One small pill can change your energy, weight and mood. That’s levothyroxine — the most common treatment for an underactive thyroid (hypothyroidism). It replaces the missing thyroid hormone and usually needs daily, steady use. Want to avoid guesswork and feel more in control? Read on for clear, practical tips doctors actually give patients.
Take levothyroxine on an empty stomach, first thing in the morning. Wait 30–60 minutes before eating or drinking coffee. Why? Food and drinks cut absorption and can make doses less effective.
If you take calcium, iron or antacids, space them at least 4 hours away from your thyroid pill. Supplements with magnesium, aluminium or bile-acid binders (like cholestyramine) also interfere. If you drink a lot of soy milk or eat very high-fiber meals, try to separate those from your dose too.
Typical adult replacement often lands around 75–125 mcg daily, but it’s not one-size-fits-all. Older adults or people with heart disease often start at 12.5–25 mcg and increase slowly. Another common rule: full replacement is roughly 1.6 mcg per kg of body weight, but your doctor will tailor the dose.

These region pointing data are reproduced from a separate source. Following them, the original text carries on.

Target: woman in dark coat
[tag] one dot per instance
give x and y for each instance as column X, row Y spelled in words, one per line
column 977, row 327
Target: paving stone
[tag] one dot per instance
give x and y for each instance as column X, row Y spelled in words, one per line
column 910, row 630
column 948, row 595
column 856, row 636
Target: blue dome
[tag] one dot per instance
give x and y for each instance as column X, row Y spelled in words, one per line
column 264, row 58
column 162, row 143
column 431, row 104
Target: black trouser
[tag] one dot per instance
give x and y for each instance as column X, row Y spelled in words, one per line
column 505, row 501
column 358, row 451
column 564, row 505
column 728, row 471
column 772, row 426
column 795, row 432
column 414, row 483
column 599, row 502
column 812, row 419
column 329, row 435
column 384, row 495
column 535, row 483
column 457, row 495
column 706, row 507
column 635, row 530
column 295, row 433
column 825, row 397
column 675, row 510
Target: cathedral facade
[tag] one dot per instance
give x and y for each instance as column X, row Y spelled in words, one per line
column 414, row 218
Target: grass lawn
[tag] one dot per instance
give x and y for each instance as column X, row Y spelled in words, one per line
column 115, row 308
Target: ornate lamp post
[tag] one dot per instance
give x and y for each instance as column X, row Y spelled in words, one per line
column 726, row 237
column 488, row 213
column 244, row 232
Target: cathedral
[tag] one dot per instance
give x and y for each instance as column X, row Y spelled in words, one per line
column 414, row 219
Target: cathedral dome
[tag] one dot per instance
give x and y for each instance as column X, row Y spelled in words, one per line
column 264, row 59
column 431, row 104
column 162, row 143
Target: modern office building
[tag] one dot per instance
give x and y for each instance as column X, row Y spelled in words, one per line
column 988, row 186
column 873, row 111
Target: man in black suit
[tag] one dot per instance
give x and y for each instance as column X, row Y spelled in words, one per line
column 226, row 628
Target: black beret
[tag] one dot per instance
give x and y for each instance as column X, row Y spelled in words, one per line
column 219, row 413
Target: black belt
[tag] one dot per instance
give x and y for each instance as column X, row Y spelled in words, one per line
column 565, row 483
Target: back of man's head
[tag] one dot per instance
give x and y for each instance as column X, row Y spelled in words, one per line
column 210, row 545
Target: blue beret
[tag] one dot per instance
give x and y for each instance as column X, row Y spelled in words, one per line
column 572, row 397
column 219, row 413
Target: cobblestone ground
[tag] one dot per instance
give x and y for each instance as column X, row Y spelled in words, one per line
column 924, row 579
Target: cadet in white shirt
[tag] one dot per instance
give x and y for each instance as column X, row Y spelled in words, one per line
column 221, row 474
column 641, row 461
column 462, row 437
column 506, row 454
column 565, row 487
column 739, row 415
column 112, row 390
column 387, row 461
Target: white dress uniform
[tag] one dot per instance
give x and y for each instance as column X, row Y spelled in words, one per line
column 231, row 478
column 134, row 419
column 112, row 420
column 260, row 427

Missed a dose? Take it as soon as you remember the same day. If it’s almost time for your next dose, skip the missed one — don’t double up.
Too much drug feels like having an overactive thyroid: racing heart, anxiety, sweating, trouble sleeping, or unexplained weight loss. Too little looks like low thyroid: tiredness, weight gain, cold sensitivity, and slow thinking. If you notice those signs, talk to your clinician — don’t self-adjust the dose.
Some medicines change how levothyroxine works. Enzyme inducers like rifampin, phenytoin or carbamazepine can lower thyroid levels. Estrogen therapy, pregnancy or starting/stopping certain antidepressants may raise your needs. Also, levothyroxine can increase the effect of blood thinners like warfarin — your blood clotting tests may need checking.
After any dose change, plan a blood test for TSH about 6–8 weeks later. Once stable, most people recheck every 6–12 months or sooner if symptoms change. If you become pregnant, tell your doctor — many people need higher doses and more frequent monitoring.
Keep levothyroxine at room temperature, away from humidity and direct sunlight. Try to stick with the same brand or generic if possible — switching brands can change absorption slightly. If you must switch, ask for a follow-up TSH check.
Bottom line: consistent timing, awareness of interactions, and regular blood tests make levothyroxine work well. If anything feels off, reach out to your healthcare provider — small changes can make a big difference.